Despite the loss of sixteen verses from Bisclavret, the Norse translation adheres relatively closely to its source. There is, however, one remarkable deviation from the French lay that at first blush suggests either a conscious change or suppression of text. When Bisclavret, in the company of the king, sees his faithless wife for the first time, he takes singular revenge; he tears the nose off her face: 'Le neis li esracha del vis' (v. 235). The Norse translation diverges: 'hann uppræistizc ok ræif af hænni klædi sin' ('he reared up and tore off her clothes') (pp. 94–5). In his classic study of the Strengleikar, Rudolf Meissner suggested over a century ago that the Norse translator had recoiled at such harsh vengeance, and has only her clothes ripped off. His interpretation of this difference rests on the firm conviction that the extant Norwegian manuscript faithfully transmits the work of a translator who intentionally recreated the French texts (p. 293). I suggest here, and have done so elsewhere, that deletion of the lost nose in favour of lost clothes was not the work of the translator but rather of a later scribe.

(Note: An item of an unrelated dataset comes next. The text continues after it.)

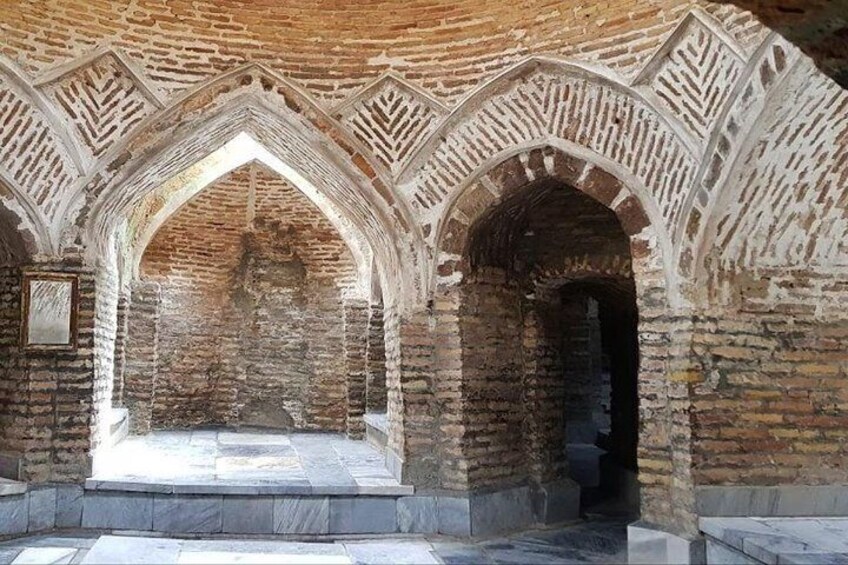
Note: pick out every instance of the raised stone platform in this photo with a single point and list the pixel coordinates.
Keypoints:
(229, 463)
(221, 482)
(776, 540)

An Icelandic redaction of Bisclaretz ljód with the deviating title Tiódels saga here reads: 'reyf af henne oll hennar klæde og par med nefid og vyda holldid kramid' (11. 240–1) ('He tore all her clothes off her along with the nose and scratched off much of her skin'). The Icelandic saga affirms that the translator had indeed accurately rendered the nasectomy in v. 235 of Bisclavret. The omission of the nose in the Norwegian manuscript may be ascribed to the translator's propensity to render a single French word or phrase in alliterative, synonymous or other collocations, and it may be that Tiódels saga transmits the doublet klædi and nef found in the original translation. By the time a copy of the text found its way into the manuscript De la Gardie 4–7, the nose had been expunged, whether consciously or not, by a Norwegian scribe. The conclusion of Bisclaretz ljód supports the thesis that the reading in Tiódels saga transmits that of the original translation, for the ljód ends with the statement that all the wife's female offspring were 'afnæfiadar ok neflausur' ('without noses and noseless') (pp. 98–9), which echoes the French 'senz nes sunt neies / E sovent irent esnasees' (vv. 313–14) ('were born without noses and lived noseless') (p. 72).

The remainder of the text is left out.